The voice of reason takes this moment to thump me on the side of my head. Strategy, idiot. You need to talk strategy.

I take another step back. “We need to talk strategy,” mimicking the little voice that pulled me back from a delicious opportunity to taste those lips.

Stephen frowns. Now he looks confused. And disappointed. “Strategy?”

“They’re going to call us back soon and we need a plan. I can’t help feeling we’re missing something.”

I start to pace, as much to distance myself from Stephen as to jump-start the brain cells. Stephen still stands in the same place, his expression puzzled, his brow furrowed. I think he’s trying to process the last few minutes and having trouble sorting it out.

I don’t blame him. But I don’t know how much time we have before we’re pulled back, either.

“Listen, Samual is making what happened between Belinda Burke and me personal.
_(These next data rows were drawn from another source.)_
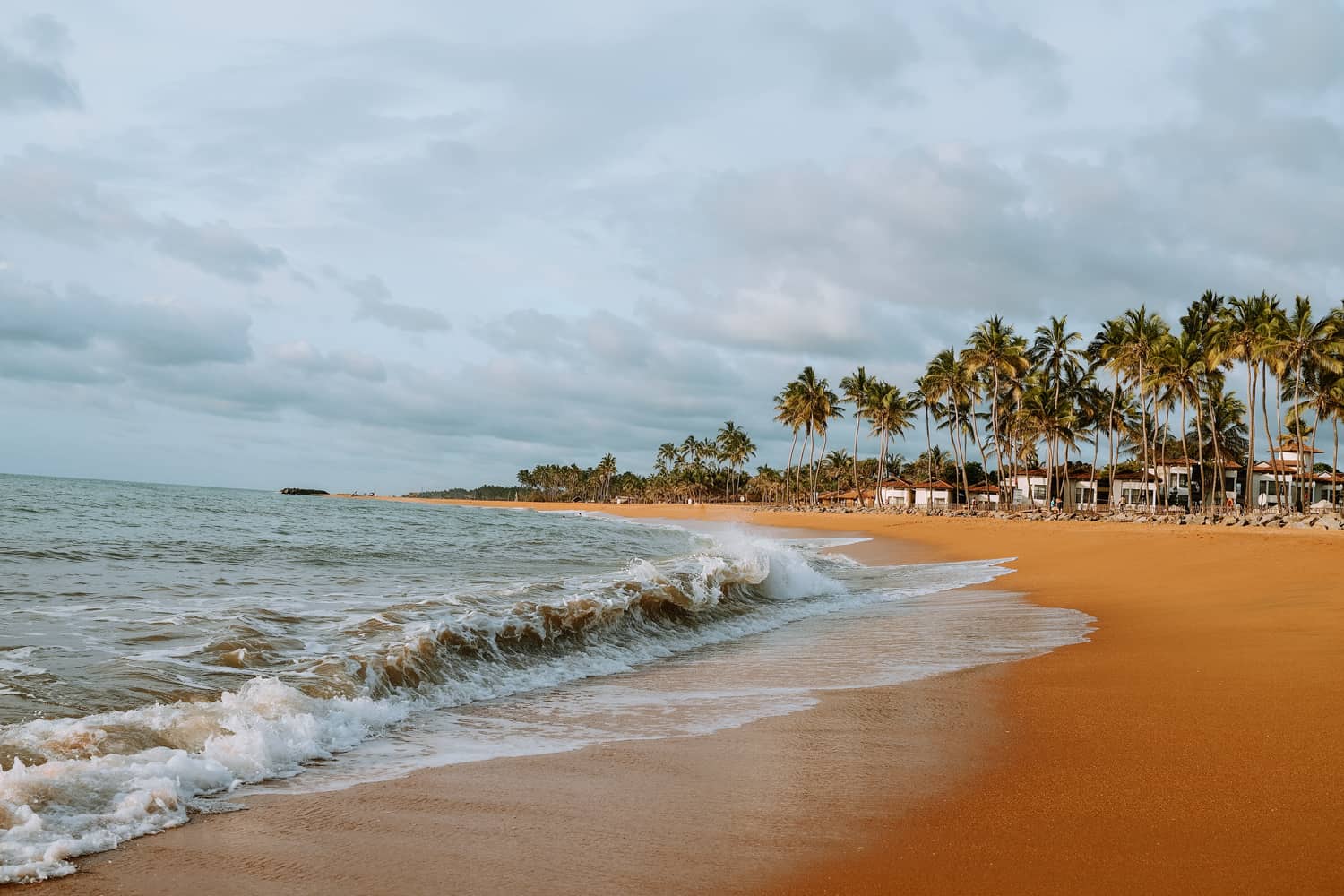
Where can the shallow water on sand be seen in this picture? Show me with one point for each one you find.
(168, 645)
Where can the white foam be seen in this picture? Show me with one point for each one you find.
(116, 775)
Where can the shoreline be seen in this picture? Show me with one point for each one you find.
(1158, 758)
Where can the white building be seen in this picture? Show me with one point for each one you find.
(895, 492)
(1075, 487)
(935, 493)
(1289, 477)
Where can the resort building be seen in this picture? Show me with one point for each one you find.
(895, 492)
(1289, 477)
(1075, 487)
(986, 495)
(935, 493)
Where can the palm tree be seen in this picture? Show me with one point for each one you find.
(666, 458)
(607, 469)
(788, 406)
(889, 411)
(1053, 352)
(995, 349)
(817, 408)
(1241, 333)
(1107, 351)
(1182, 373)
(855, 389)
(926, 395)
(1305, 341)
(951, 379)
(1142, 333)
(736, 447)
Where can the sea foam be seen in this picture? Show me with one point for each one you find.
(77, 786)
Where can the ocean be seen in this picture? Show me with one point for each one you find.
(167, 648)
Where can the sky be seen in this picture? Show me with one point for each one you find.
(417, 245)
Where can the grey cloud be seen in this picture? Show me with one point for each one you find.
(159, 333)
(43, 194)
(218, 249)
(375, 304)
(37, 81)
(1288, 48)
(1004, 48)
(874, 254)
(868, 53)
(303, 357)
(46, 34)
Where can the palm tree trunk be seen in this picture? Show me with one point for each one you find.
(929, 440)
(882, 469)
(994, 427)
(1297, 419)
(1335, 469)
(812, 468)
(857, 422)
(1252, 368)
(1142, 430)
(1279, 416)
(825, 435)
(1096, 457)
(788, 470)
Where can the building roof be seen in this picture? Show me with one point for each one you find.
(1075, 473)
(1290, 444)
(1290, 468)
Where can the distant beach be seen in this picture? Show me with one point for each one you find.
(1188, 747)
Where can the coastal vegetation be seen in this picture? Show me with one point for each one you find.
(1010, 401)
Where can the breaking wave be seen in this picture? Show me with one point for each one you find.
(75, 786)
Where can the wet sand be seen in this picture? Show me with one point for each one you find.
(1196, 745)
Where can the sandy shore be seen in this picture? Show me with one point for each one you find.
(1196, 745)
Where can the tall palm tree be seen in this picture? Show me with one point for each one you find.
(855, 389)
(789, 410)
(996, 349)
(1107, 351)
(1055, 355)
(607, 469)
(926, 395)
(666, 458)
(819, 406)
(1142, 333)
(1182, 374)
(736, 447)
(951, 379)
(1304, 341)
(1242, 333)
(889, 413)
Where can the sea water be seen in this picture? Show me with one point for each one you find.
(166, 646)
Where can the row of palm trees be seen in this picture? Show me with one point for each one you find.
(698, 468)
(1010, 398)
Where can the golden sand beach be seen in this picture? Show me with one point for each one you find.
(1193, 745)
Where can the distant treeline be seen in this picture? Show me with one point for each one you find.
(480, 493)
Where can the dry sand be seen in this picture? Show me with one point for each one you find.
(1196, 745)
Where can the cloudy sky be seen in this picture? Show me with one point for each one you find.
(417, 244)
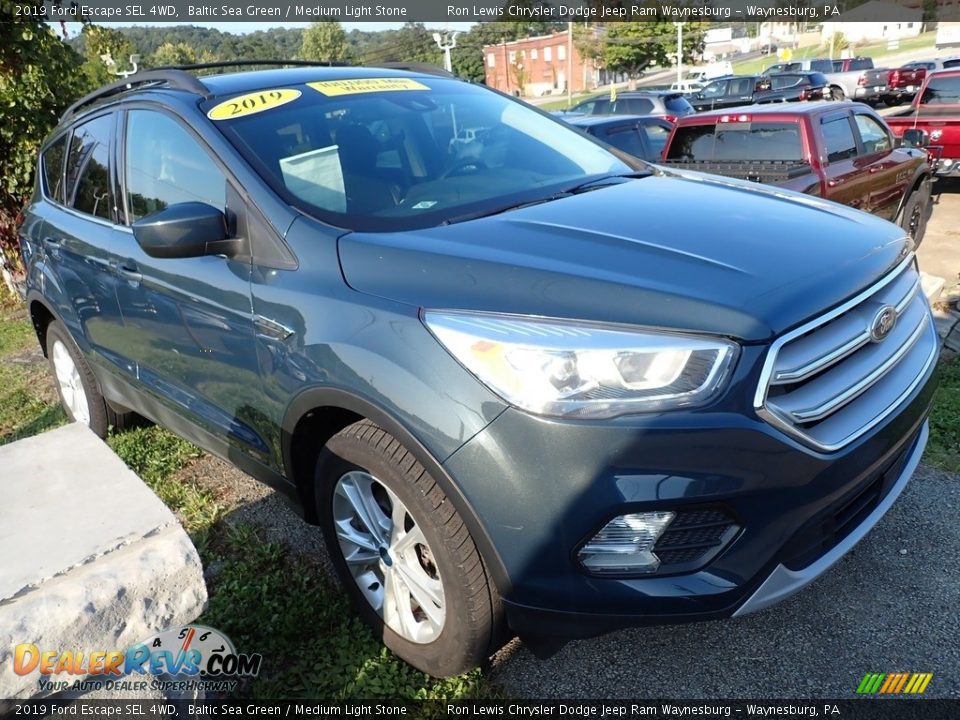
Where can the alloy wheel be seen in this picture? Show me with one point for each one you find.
(388, 557)
(71, 386)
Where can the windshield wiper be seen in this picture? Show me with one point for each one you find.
(504, 208)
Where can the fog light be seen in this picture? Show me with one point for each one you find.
(625, 544)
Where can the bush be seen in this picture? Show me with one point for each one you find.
(39, 77)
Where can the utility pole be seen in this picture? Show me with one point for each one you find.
(108, 60)
(446, 42)
(679, 53)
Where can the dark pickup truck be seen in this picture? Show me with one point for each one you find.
(934, 117)
(840, 151)
(739, 90)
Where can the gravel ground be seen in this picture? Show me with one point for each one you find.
(888, 606)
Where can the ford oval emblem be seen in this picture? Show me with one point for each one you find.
(883, 323)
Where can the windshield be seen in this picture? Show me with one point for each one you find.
(386, 154)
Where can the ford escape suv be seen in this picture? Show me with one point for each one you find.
(524, 383)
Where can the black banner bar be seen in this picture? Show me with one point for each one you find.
(280, 11)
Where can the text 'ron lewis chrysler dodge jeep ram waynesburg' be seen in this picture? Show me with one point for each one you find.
(523, 382)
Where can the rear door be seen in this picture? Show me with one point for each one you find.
(845, 175)
(79, 226)
(888, 174)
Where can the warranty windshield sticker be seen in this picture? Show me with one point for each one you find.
(253, 103)
(363, 85)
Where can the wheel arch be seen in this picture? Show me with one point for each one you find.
(921, 174)
(317, 414)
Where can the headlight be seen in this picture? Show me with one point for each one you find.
(584, 370)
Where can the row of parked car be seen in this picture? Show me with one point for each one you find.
(842, 151)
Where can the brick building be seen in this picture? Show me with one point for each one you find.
(538, 66)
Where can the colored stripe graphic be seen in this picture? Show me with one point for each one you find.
(894, 683)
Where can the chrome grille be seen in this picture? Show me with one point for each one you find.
(831, 380)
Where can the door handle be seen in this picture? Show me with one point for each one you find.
(128, 271)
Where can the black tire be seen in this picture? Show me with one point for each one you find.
(101, 416)
(473, 627)
(916, 213)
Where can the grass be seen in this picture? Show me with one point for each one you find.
(270, 600)
(943, 448)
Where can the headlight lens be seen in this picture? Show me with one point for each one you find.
(563, 368)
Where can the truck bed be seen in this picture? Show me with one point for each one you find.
(769, 172)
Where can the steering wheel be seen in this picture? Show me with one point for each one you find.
(467, 166)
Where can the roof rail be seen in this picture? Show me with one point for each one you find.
(254, 63)
(173, 78)
(425, 68)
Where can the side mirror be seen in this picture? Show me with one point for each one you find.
(914, 137)
(184, 230)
Why would that be? She was an evil bitch. Even if there is some sort of sanctuary agreement, a system that has laws must recognize her threats constituted danger to innocents. Unless they’re completely without conscience, that can’t be acceptable.”

Stephen’s eyes focus again, narrow. He’s back with me. “You’re right. Maybe Samual has more at stake in the outcome of the trial than we know. The trick is finding what it is. Let’s start at the beginning. When you got here the first time.”

I feel a flush of excitement “No. Let’s start before that. How did I manage to slip undetected into what is supposed to be a protected environment? Who fucked up and let the barriers down?”

Stephen and I look at each other and smile.

It had to be.

Samual.

TWELVE

I CAN’T BELIEVE I DIDN’T THINK OF THIS before. Is Samual pursuing me with such vigor because he’s the one being held accountable for my breaching sanctuary?

Stephen is standing close again. My body likes it, though I’m still self-conscious. I can’t believe I just told him the story of my life.

I can’t believe how easy he is to talk to . . . and that he didn’t react to my story by shrieking in horror or laughing at the idiocy. I’ve been tempted to do both myself.